Structured-output example

const res = await infer({
  messages: [{ role: "user", content: "Extract the user's email." }],
  responseFormat: {
    type: "json_schema",
    json_schema: {
      name: "user",
      schema: {
        type: "object",
        properties: { email: { type: "string", format: "email" } },
        required: ["email"],
      },
      strict: true,
    },
  },
});

Output

infer returns Promise<Response>: the raw Fetch Response. The SDK does not parse the body; you decide how to consume it:
// Streaming (default)
const res = await infer({ messages });
for await (const chunk of res.body!) {
  // chunk: Uint8Array of one or more SSE frames
}

// Or read the whole stream at once
const text = await res.text();

// Or, if you set stream: false, parse the JSON body
const res = await infer({ messages, stream: false });
const data = await res.json();
When stream: true (the default), the body is an SSE event stream in the same shape Studio’s Playground consumes.
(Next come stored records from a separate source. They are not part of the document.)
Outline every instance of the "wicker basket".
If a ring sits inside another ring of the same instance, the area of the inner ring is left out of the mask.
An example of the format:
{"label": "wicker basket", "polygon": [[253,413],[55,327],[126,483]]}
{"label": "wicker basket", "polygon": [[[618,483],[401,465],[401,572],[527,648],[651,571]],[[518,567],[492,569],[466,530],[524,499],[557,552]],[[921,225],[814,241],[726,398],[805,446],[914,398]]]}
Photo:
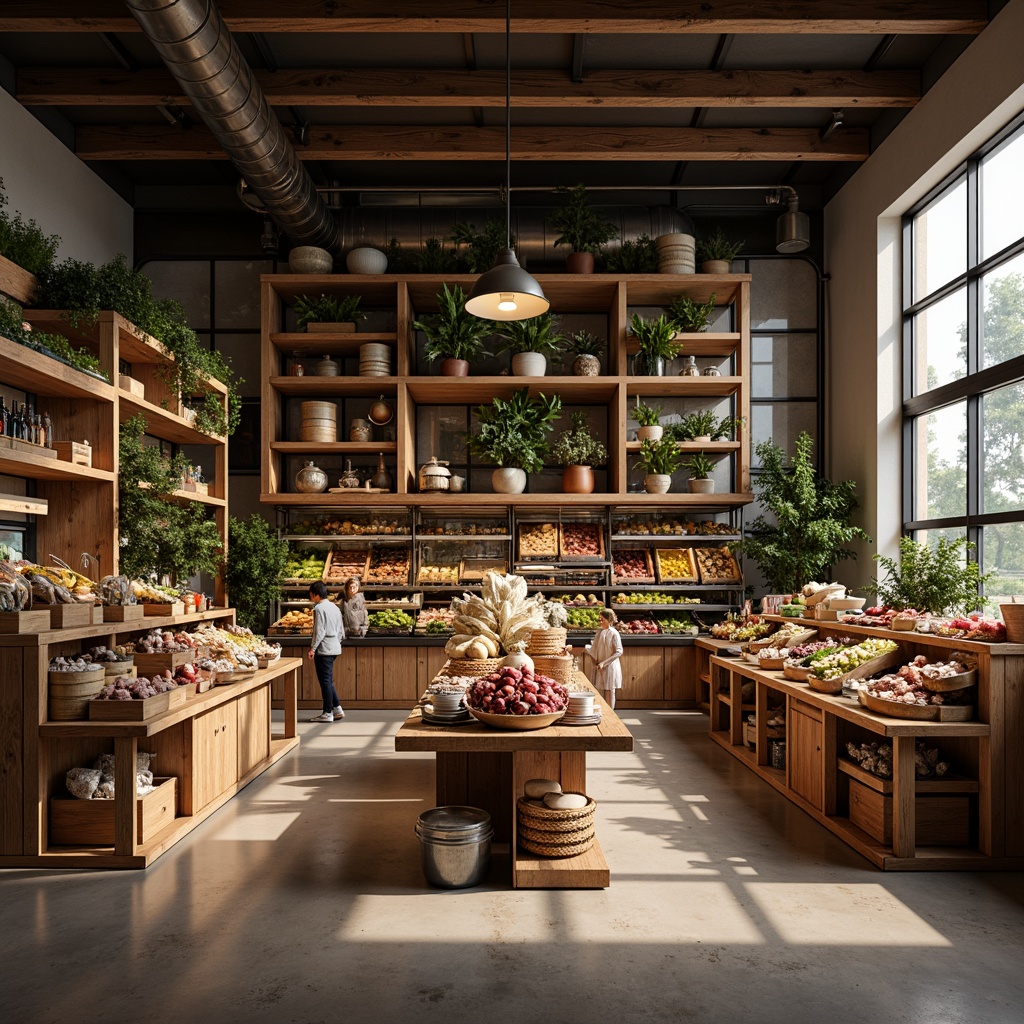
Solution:
{"label": "wicker basket", "polygon": [[500,657],[450,657],[438,675],[485,676],[500,669],[501,665]]}
{"label": "wicker basket", "polygon": [[560,626],[549,630],[536,630],[529,635],[526,653],[530,657],[535,657],[537,654],[561,654],[565,649],[567,636],[566,631]]}
{"label": "wicker basket", "polygon": [[556,683],[568,686],[572,682],[572,655],[571,654],[535,654],[534,672],[541,676],[547,676]]}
The SDK does not currently expose a frame parser for this stream; if you need decoded text deltas, copy the small extractInferenceDelta helper from packages/studio-app/src/lib/api.ts or write a parser around eventsource-parser.

Constraints

  • infer lives only on CheckpointContext. There is no equivalent for completed jobs from the SDK side; for that path use the cloud-api directly or trigger the run again. Studio’s Playground is the UI-level route to chat with a completed adapter.
  • The call is scoped to { kind: "checkpoint", jobId, step }. You cannot retarget it to a different checkpoint or a different model from inside onCheckpoint.
  • The function is not memoized: every call hits the backend.

When you would use it

  • Sanity check during a run. Compare a checkpoint at step 50 to one at step 100 against a fixed prompt. If the loss curve looks fine but outputs are degraded, you find out before the run finishes.
  • Custom early-stopping. Combine with a simple eval prompt: if outputs diverge, abort the run via controller.abort() (see abortSignal) and call trainer.cancel() to stop the backend. See the Early stopping recipe for the full pattern.
  • Live preview into your own UI. Send the checkpoint output to Slack, an internal review queue, or your own app’s preview channel.